From: Dean Snyder (dean.snyder@jhu.edu)
Date: Thu May 19 2005 - 20:36:43 CDT
Kenneth Whistler wrote at 12:54 PM on Thursday, May 19, 2005:
>Dean Snyder suggested:
>
>> Here, off the top of my head, are some problems with Unicode which,
>> cumulatively, could prove its undoing:
>> Needless complexity
>
>Complex, indubitably.
>But would you care to document the claim that the complexity
>is "needless"?
You're leaving out of your quote Doug's original question:
"Now, in keeping with this, what problems does Unicode present that will
lead to its replacement by something better?"
His question was directed toward the future.
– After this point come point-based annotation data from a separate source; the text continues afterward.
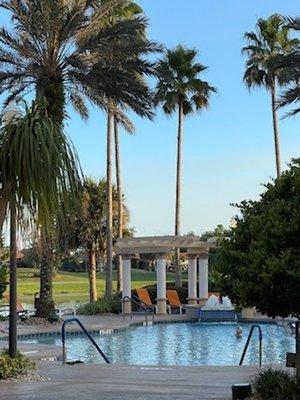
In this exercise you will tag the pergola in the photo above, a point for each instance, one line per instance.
(161, 246)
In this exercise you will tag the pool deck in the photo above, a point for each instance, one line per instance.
(118, 382)
(92, 324)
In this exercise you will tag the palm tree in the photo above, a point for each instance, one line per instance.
(180, 89)
(86, 226)
(269, 42)
(126, 11)
(66, 52)
(38, 166)
(290, 64)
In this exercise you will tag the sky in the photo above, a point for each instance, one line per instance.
(228, 149)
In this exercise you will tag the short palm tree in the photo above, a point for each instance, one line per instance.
(38, 166)
(181, 90)
(264, 46)
(86, 227)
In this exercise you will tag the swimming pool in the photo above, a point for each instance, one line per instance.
(180, 344)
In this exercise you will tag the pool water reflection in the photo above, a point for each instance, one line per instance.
(181, 344)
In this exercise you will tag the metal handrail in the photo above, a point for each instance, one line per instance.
(248, 341)
(63, 339)
(139, 303)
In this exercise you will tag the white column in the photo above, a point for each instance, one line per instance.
(192, 279)
(126, 278)
(161, 284)
(203, 278)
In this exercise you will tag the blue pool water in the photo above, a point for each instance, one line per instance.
(180, 344)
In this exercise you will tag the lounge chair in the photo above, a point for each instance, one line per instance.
(22, 313)
(174, 300)
(144, 298)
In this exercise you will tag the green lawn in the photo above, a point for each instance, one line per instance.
(73, 286)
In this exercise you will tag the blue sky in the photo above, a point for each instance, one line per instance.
(228, 150)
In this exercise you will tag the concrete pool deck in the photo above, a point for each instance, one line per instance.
(117, 382)
(98, 323)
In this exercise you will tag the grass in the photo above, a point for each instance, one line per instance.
(73, 286)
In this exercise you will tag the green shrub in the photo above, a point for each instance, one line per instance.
(13, 367)
(182, 291)
(3, 279)
(102, 306)
(276, 385)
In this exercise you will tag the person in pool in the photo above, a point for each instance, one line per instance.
(238, 332)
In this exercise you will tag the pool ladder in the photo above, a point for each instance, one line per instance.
(63, 339)
(248, 341)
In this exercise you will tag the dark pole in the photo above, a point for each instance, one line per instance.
(13, 283)
(297, 346)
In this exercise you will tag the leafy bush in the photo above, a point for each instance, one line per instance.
(182, 291)
(276, 385)
(3, 279)
(12, 367)
(102, 306)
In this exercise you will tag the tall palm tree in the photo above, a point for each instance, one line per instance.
(39, 166)
(92, 224)
(181, 90)
(270, 40)
(127, 11)
(290, 64)
(66, 51)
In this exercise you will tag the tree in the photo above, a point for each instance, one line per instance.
(66, 51)
(264, 47)
(180, 89)
(86, 226)
(260, 262)
(291, 65)
(3, 279)
(127, 11)
(38, 165)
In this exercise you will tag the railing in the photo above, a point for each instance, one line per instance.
(248, 341)
(63, 339)
(147, 308)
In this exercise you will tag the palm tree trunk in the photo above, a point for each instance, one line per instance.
(178, 280)
(45, 305)
(52, 90)
(109, 244)
(13, 283)
(92, 275)
(276, 129)
(120, 200)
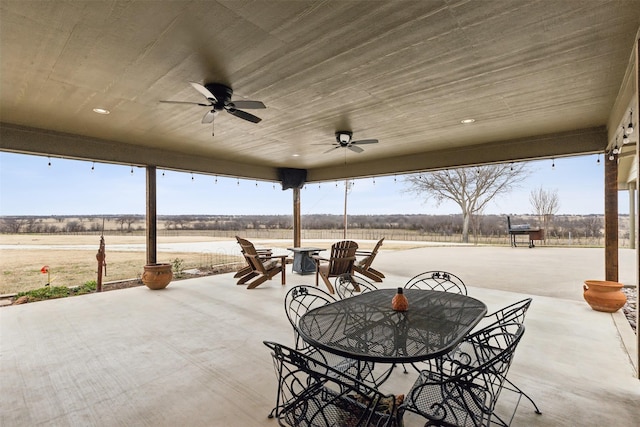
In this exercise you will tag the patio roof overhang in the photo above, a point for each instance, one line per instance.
(540, 81)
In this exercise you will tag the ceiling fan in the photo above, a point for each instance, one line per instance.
(343, 140)
(218, 99)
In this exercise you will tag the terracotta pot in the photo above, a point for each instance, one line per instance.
(604, 295)
(157, 276)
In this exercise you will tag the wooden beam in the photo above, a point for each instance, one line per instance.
(637, 236)
(611, 219)
(152, 231)
(296, 217)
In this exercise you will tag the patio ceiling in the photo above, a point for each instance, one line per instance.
(540, 78)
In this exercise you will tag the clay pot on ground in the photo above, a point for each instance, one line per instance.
(157, 276)
(604, 295)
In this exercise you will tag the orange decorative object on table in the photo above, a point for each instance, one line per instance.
(399, 301)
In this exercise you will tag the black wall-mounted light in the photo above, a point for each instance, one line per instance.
(625, 137)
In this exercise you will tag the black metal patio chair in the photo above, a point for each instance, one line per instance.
(453, 393)
(437, 281)
(348, 285)
(513, 313)
(312, 393)
(300, 299)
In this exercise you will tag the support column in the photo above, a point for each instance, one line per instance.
(152, 231)
(296, 217)
(637, 108)
(611, 219)
(632, 215)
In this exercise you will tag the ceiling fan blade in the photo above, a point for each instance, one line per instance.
(243, 115)
(186, 102)
(204, 91)
(248, 105)
(366, 141)
(209, 116)
(331, 149)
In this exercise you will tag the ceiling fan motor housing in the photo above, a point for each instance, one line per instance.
(343, 137)
(222, 93)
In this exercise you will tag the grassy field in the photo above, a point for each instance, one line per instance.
(20, 266)
(72, 267)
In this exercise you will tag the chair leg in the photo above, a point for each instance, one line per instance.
(244, 270)
(257, 282)
(246, 278)
(328, 283)
(376, 272)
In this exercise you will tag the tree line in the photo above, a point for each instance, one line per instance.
(561, 226)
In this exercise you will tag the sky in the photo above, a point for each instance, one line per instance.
(30, 186)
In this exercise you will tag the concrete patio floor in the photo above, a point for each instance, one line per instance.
(192, 354)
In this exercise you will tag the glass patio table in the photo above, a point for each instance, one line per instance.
(366, 328)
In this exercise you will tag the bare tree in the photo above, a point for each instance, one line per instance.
(470, 188)
(545, 204)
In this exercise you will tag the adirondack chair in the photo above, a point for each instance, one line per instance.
(263, 268)
(247, 269)
(343, 256)
(363, 266)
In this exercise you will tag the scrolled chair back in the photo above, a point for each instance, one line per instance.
(437, 281)
(312, 393)
(465, 390)
(300, 299)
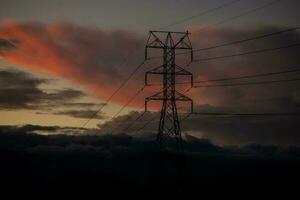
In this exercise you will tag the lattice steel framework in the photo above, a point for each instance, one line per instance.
(169, 42)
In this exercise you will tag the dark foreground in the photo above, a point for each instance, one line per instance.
(121, 164)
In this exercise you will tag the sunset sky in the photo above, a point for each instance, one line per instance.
(68, 60)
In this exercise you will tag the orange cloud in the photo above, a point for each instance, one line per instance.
(87, 56)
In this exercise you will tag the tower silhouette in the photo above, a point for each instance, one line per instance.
(169, 42)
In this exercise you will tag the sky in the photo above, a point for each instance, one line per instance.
(72, 55)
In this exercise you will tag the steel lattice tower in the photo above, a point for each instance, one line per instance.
(169, 42)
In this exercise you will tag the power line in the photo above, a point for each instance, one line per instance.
(200, 14)
(247, 12)
(125, 105)
(130, 76)
(137, 119)
(247, 114)
(115, 92)
(237, 78)
(248, 53)
(238, 41)
(243, 40)
(249, 83)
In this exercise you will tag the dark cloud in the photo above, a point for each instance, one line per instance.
(128, 162)
(82, 114)
(20, 90)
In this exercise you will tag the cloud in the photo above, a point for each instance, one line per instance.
(81, 114)
(95, 58)
(87, 56)
(21, 90)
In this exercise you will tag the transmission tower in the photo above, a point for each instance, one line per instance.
(169, 42)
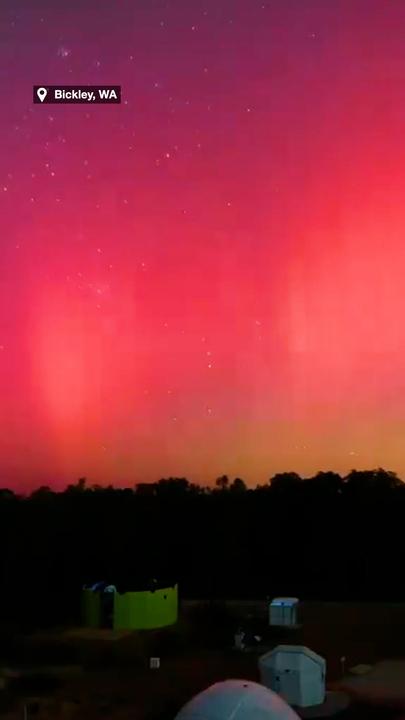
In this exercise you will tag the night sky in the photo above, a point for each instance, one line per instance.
(210, 277)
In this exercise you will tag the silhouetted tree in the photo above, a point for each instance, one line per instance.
(222, 483)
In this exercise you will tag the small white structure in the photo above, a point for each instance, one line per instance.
(296, 673)
(236, 700)
(283, 612)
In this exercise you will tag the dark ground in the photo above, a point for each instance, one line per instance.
(111, 678)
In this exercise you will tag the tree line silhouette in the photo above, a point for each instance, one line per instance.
(325, 537)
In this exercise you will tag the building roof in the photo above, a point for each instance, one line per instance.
(292, 650)
(237, 700)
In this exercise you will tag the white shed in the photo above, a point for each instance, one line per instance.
(236, 700)
(296, 673)
(283, 611)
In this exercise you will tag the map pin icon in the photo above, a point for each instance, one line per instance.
(42, 93)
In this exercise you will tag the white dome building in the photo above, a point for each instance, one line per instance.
(239, 700)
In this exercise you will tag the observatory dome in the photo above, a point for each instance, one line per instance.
(239, 700)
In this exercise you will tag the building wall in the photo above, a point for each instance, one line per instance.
(145, 610)
(91, 608)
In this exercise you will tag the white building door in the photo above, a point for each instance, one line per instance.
(290, 686)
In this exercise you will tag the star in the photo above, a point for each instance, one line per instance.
(63, 52)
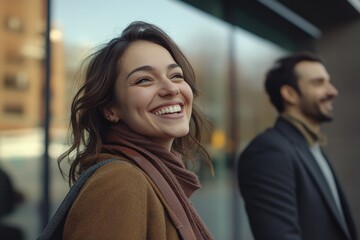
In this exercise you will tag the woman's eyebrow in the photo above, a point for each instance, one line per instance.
(142, 68)
(150, 68)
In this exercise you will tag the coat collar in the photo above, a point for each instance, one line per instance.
(302, 149)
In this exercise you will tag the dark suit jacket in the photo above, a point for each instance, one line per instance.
(286, 195)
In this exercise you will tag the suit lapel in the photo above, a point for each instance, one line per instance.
(313, 168)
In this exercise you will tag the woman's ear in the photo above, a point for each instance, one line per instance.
(110, 113)
(289, 94)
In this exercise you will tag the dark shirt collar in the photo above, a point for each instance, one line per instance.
(310, 136)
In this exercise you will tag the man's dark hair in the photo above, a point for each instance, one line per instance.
(282, 73)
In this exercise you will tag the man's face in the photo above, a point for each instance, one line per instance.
(316, 92)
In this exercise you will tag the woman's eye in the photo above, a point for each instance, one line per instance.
(142, 80)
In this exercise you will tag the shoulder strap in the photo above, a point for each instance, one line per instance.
(54, 229)
(177, 213)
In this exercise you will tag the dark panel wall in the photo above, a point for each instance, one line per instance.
(340, 49)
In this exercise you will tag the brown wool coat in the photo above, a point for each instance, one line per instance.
(119, 202)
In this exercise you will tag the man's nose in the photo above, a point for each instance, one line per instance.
(332, 90)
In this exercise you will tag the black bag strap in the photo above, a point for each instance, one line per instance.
(54, 229)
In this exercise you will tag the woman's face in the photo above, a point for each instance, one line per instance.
(152, 97)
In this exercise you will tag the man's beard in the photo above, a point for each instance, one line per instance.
(313, 111)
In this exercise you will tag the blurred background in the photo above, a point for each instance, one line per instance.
(230, 44)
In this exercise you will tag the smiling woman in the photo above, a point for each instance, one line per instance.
(136, 106)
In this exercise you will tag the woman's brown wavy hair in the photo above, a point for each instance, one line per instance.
(89, 127)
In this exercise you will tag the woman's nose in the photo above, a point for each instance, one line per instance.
(168, 88)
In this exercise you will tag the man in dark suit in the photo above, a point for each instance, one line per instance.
(288, 185)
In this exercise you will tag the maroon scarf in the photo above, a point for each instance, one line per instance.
(169, 164)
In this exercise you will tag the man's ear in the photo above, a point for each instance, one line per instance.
(111, 113)
(289, 94)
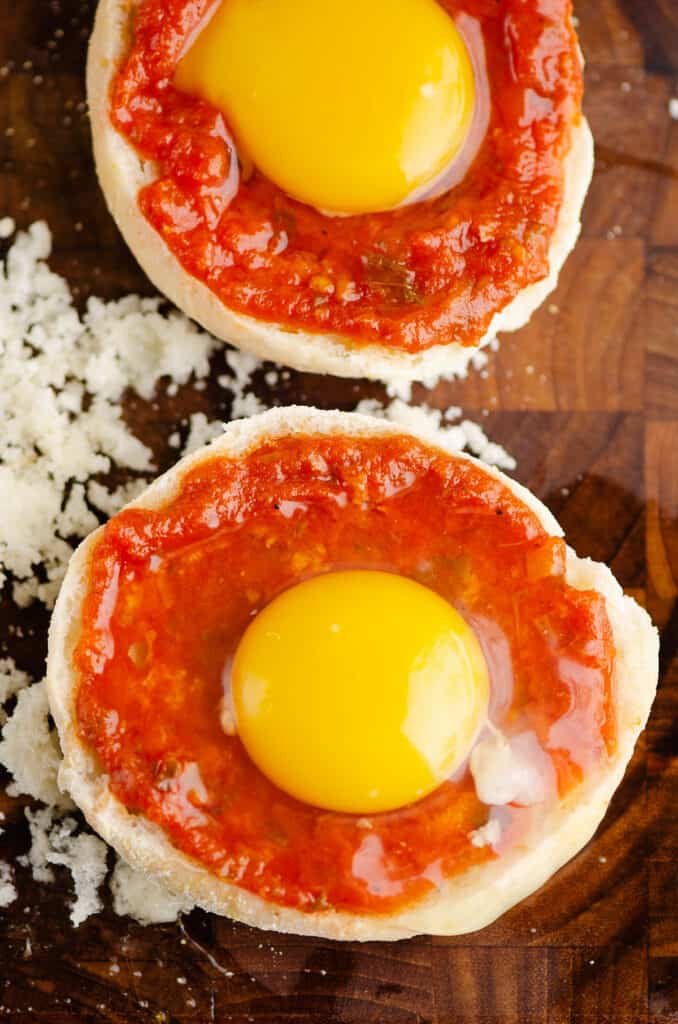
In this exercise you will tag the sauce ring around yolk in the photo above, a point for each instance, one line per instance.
(350, 112)
(356, 713)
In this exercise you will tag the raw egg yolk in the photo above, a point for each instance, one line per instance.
(350, 108)
(358, 691)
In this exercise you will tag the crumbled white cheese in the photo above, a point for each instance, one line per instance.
(488, 835)
(30, 750)
(511, 769)
(62, 377)
(201, 432)
(61, 380)
(55, 842)
(143, 898)
(7, 888)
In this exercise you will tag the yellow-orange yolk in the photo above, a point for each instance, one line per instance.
(358, 691)
(350, 108)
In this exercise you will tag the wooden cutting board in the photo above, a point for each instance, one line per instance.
(587, 399)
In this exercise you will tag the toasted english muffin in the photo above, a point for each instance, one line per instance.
(122, 173)
(463, 903)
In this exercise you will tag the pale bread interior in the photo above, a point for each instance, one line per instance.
(462, 904)
(122, 174)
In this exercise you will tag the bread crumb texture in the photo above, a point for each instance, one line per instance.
(64, 378)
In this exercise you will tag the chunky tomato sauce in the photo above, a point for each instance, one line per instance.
(171, 591)
(434, 272)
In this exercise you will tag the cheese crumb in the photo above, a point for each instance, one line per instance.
(84, 856)
(30, 750)
(201, 432)
(508, 769)
(61, 380)
(488, 835)
(137, 895)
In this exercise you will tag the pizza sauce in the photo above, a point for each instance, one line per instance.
(171, 590)
(433, 272)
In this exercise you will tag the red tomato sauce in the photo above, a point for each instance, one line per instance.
(171, 591)
(431, 273)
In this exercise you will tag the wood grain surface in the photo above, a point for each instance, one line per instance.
(587, 399)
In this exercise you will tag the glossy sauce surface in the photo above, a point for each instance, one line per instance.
(431, 273)
(171, 592)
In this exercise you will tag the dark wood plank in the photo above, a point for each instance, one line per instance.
(587, 399)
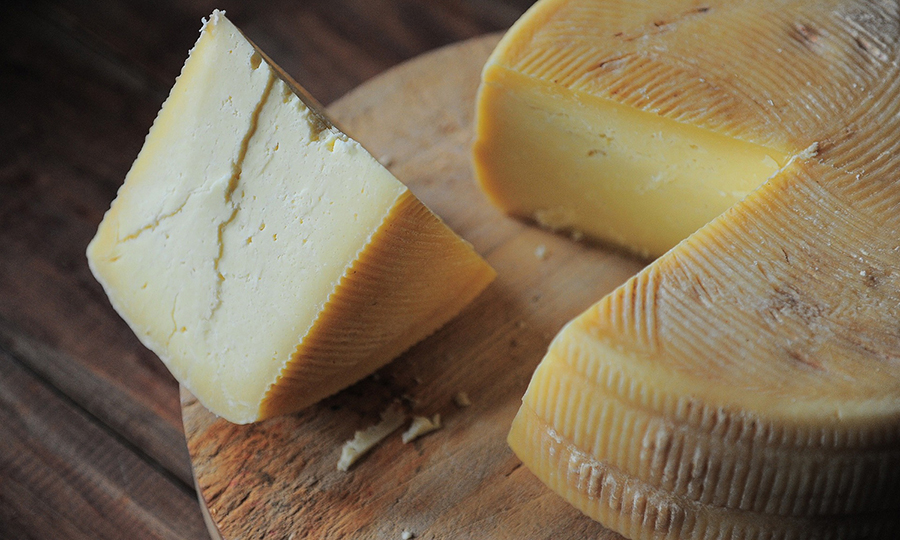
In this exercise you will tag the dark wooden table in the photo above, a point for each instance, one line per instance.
(91, 442)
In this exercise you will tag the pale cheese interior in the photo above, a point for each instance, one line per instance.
(571, 160)
(236, 184)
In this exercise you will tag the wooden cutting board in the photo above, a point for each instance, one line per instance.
(277, 479)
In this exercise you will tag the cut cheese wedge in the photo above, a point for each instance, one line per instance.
(262, 254)
(602, 120)
(747, 383)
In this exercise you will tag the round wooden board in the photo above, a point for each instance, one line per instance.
(277, 479)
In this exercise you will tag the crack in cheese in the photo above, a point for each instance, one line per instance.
(747, 383)
(262, 254)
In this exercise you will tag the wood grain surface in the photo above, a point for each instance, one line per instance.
(91, 442)
(278, 478)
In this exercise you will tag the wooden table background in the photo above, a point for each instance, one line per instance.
(91, 442)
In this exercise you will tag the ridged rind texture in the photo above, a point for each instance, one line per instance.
(747, 383)
(412, 277)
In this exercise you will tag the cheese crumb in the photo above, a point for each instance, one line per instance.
(420, 426)
(363, 441)
(462, 399)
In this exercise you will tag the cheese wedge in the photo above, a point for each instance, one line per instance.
(745, 385)
(581, 124)
(263, 255)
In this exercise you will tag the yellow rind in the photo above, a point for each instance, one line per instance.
(410, 279)
(747, 383)
(640, 511)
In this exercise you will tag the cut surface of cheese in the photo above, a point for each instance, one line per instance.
(747, 383)
(602, 120)
(263, 255)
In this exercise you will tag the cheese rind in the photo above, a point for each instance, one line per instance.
(746, 384)
(600, 117)
(573, 161)
(249, 227)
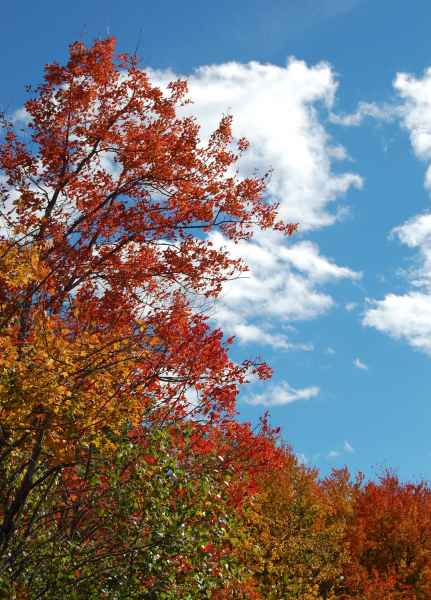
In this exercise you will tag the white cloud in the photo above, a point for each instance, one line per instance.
(359, 364)
(348, 447)
(281, 394)
(277, 109)
(381, 112)
(408, 316)
(349, 306)
(302, 459)
(415, 94)
(283, 284)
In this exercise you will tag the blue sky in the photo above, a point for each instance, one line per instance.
(343, 311)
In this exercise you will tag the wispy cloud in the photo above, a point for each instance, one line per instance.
(281, 394)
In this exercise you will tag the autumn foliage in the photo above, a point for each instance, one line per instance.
(124, 472)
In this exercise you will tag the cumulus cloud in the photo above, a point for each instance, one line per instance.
(408, 316)
(381, 112)
(359, 364)
(348, 447)
(281, 286)
(415, 95)
(277, 109)
(281, 394)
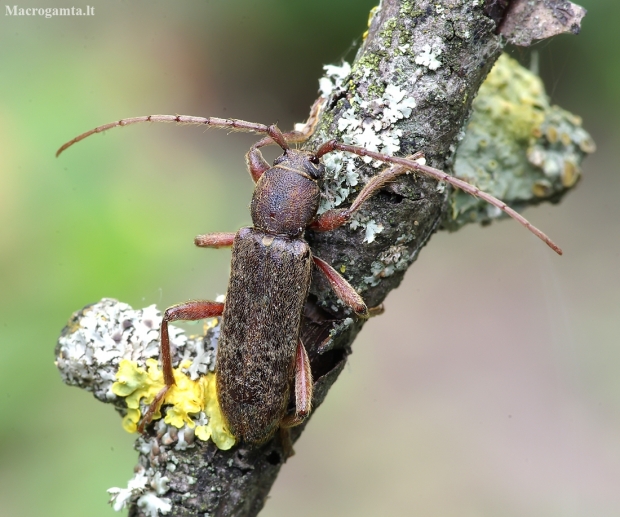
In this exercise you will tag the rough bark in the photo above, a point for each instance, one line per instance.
(437, 53)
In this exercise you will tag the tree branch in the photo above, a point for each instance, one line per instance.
(410, 88)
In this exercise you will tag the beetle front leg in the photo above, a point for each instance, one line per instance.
(188, 311)
(303, 389)
(335, 218)
(343, 289)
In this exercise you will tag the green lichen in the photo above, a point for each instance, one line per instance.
(516, 146)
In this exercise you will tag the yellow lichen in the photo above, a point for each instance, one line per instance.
(188, 399)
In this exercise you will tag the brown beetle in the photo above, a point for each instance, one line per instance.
(260, 356)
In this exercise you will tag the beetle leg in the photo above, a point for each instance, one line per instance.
(335, 218)
(188, 311)
(256, 163)
(215, 240)
(409, 164)
(303, 389)
(343, 289)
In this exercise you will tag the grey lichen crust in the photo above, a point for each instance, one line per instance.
(410, 89)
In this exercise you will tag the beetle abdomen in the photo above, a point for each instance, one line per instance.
(268, 286)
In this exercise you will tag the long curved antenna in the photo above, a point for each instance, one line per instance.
(224, 123)
(333, 145)
(302, 134)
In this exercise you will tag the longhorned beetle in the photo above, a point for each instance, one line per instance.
(260, 356)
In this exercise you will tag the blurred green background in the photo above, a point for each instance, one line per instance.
(505, 401)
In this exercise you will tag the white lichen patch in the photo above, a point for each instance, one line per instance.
(91, 348)
(94, 343)
(428, 57)
(334, 78)
(368, 124)
(372, 229)
(145, 488)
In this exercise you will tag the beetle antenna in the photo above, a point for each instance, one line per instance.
(333, 145)
(222, 123)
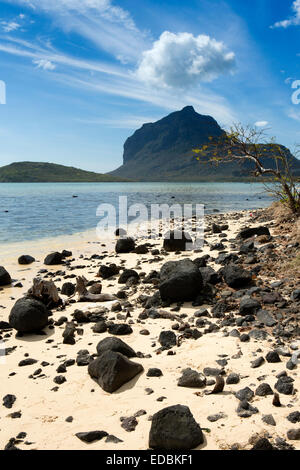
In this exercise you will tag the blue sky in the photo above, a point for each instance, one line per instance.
(82, 75)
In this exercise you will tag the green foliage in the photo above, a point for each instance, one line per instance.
(32, 172)
(269, 160)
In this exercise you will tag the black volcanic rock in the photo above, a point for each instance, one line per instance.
(5, 278)
(174, 428)
(163, 151)
(112, 370)
(180, 281)
(28, 315)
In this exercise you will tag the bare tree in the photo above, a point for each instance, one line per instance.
(249, 144)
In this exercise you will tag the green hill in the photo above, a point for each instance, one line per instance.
(162, 151)
(34, 172)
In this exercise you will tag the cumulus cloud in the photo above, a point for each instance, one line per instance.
(44, 64)
(182, 60)
(293, 20)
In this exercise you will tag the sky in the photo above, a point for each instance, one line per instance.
(80, 76)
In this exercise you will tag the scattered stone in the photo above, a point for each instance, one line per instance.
(91, 436)
(53, 259)
(120, 329)
(273, 357)
(26, 259)
(28, 315)
(180, 281)
(192, 379)
(235, 276)
(5, 278)
(154, 373)
(112, 370)
(294, 434)
(245, 394)
(262, 444)
(116, 345)
(233, 379)
(174, 428)
(129, 424)
(125, 245)
(167, 339)
(177, 240)
(9, 400)
(263, 390)
(269, 419)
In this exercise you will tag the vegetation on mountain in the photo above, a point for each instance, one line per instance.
(34, 172)
(163, 151)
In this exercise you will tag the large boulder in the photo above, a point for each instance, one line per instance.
(210, 276)
(167, 339)
(251, 232)
(177, 240)
(28, 315)
(5, 278)
(115, 344)
(192, 379)
(127, 274)
(180, 281)
(174, 428)
(53, 259)
(68, 288)
(236, 277)
(125, 245)
(112, 370)
(249, 306)
(26, 259)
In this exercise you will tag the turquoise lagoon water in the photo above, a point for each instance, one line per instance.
(31, 211)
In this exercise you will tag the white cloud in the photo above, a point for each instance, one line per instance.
(261, 123)
(123, 122)
(293, 20)
(9, 26)
(44, 64)
(182, 60)
(48, 53)
(109, 27)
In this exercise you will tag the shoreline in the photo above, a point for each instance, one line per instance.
(44, 406)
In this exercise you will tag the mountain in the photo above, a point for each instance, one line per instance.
(32, 172)
(162, 151)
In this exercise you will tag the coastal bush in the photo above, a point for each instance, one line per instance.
(269, 161)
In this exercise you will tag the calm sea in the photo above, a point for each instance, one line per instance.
(36, 210)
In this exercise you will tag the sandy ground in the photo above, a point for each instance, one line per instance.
(44, 411)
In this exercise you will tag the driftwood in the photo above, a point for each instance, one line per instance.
(85, 296)
(46, 292)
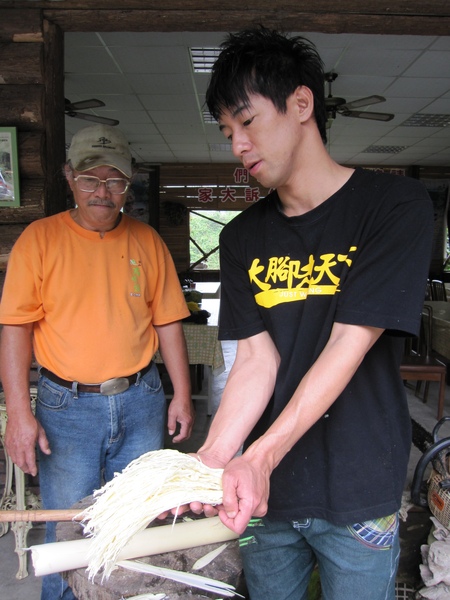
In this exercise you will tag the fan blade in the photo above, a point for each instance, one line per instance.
(84, 104)
(94, 118)
(360, 114)
(364, 102)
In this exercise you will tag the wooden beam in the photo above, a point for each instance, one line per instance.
(209, 20)
(20, 25)
(368, 7)
(55, 153)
I never claimed that all the problems I listed were bad decisions at the
times they were made; in fact, I believe that many of them were
appropriate in light of the engineering, political, and business
contexts existent AT THE TIME they were made. But that says little about
the continuing validity of those decisions into the FUTURE when the
engineering, political, and business contexts have changed - and they will.
I can, for example, see a future when 32 bit characters are the minimum
standard and all hardware dealing with text has the same endianness -
the current default, big endian ;-) In such environments, multiple text
encoding forms and schemes and BOMs will be superfluous.
>> Stateful mechanisms
>
>For bidirectional text, yes.
>
>But all extant schemes for the representation of bidirectional
>text involve stateful mechanisms. Would you care to supplant
>the last decade's work by the bidirectional committee and
>suggest a non-stateful mechanism that meets the same requirements
>for the representation of bidirectional text?
Any text directionality not directly associated with the characters
themselves belongs to the realm of markup.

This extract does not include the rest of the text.